Zusammenarbeit mit dem Landkreis
Bei der Nachwuchsgewinnung arbeitet die Kreishandwerkerschaft seit Jahren mit dem Landkreis zusammen. Die Vize-Landrätin Elke Nermerich appellierte an die Handwerksbetriebe: „Nutzen Sie das Angebot des Kreises, um mit Schülern ins Gespräch zu kommen. Gehen Sie in die Offensive.“ Eine gute Gelegenheit dafür sei nach wie vor die Ausbildungsbörse, die immer zu Jahresbeginn im Mafz-Erlebnispark stattfindet. Denn auch Elke Nermerich empfindet es als bedenklich, dass Handwerksberufe immer weniger nachfragt werden.
600 Ausbildungsplätze noch frei
Das stellt der Hauptgeschäftsführer der Handwerkskammer Potsdam, Ralph Bühring, ebenfalls fest – auch wenn im Bereich der Handwerkskammer die Zahl der abgeschlossen Ausbildungsverträge um 10 Prozent gestiegen ist. „Das ist aber nur die halbe Wahrheit“. 600 Plätze seien noch frei und blieben es größtenteils auch. Er sieht die Imagekampagne des Handwerks als wichtiges Instrument, um gegenzusteuern. Und auch die finanzielle Unterstützung für Existenzgründer und für den Meisterabschluss „ist ein Zeichen aus der Politik, für das wir dankbar sind“.

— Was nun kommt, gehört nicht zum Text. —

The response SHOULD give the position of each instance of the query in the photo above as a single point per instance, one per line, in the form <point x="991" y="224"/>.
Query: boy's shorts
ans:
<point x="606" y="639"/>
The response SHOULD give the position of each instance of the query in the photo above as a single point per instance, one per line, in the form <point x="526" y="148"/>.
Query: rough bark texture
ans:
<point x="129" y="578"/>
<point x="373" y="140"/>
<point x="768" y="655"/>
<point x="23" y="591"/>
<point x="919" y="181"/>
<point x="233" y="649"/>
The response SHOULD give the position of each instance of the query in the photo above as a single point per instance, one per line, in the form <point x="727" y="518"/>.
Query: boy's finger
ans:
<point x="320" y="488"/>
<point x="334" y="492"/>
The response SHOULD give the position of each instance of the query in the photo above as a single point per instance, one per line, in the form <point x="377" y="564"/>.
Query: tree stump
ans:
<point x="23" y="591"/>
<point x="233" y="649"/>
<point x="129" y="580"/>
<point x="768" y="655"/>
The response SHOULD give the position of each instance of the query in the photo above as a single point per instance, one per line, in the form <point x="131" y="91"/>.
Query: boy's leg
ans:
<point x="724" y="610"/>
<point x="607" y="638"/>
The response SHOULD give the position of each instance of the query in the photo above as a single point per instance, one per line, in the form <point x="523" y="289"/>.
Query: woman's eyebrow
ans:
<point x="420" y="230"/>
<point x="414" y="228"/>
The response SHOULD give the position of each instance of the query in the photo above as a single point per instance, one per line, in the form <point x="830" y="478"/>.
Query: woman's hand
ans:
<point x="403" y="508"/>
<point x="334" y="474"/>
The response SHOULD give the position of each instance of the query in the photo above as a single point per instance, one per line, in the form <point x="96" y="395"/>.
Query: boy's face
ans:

Schon in der Jugend gern an Fahrzeugen rumgeschraubt
Bei jungen Leuten wie Thorben Nickel rennt er damit aber offene Türen ein. Bereits als Jugendlicher hat der sympathische 2,10 Meter-Mann mit seinem Vater die Bremsen am Familienauto repariert. Und wie es auf dem Dorf so üblich ist, fuhr er auch Zweirad und schraubte fleißig an seiner 125er herum. „Ich werde definitiv auch meinen Meister machen und eventuell ein Studium“, sagte Thorben Nickel.

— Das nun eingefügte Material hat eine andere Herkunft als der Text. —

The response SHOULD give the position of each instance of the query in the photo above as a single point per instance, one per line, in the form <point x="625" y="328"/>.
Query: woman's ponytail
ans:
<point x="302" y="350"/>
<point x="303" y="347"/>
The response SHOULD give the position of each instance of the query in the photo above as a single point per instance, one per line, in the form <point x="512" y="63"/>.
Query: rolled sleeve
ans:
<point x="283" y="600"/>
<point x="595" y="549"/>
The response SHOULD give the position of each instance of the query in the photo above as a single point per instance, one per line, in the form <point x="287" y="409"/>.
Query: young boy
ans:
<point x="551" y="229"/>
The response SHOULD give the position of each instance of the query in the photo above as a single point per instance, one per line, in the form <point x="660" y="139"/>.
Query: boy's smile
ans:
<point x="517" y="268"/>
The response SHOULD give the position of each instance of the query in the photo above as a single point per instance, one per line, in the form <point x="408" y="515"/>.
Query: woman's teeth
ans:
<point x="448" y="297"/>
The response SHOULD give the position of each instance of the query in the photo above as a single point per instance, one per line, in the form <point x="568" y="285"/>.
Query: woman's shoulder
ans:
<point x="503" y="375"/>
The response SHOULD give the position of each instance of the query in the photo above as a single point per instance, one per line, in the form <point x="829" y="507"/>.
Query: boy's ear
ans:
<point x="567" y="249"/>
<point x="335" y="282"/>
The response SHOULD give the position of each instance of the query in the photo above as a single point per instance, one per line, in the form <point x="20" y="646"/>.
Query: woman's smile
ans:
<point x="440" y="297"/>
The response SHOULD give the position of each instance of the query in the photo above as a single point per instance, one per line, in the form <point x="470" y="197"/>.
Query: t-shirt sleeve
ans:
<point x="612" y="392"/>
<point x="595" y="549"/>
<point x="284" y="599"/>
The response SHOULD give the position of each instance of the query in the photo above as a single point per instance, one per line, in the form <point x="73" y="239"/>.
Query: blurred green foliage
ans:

Geschäftsführerin verlässt die Kreishandwerkerschaft
Das Fest war für Michael Ziesecke zudem Anlass, Danke zu sagen – unter anderem den Mitarbeitern der Geschäftsstelle der Kreishandwerkerschaft. Er kündigte an, dass Geschäftsführerin Claudia Seeligmann ihre Tätigkeit zum 31. Dezember beendet wird. „Nach nunmehr elf Jahren wird sie sich noch einmal neuen Herausforderungen stellen.“ 2007 hatte sie den Posten von Manfred Poklitar übernommen.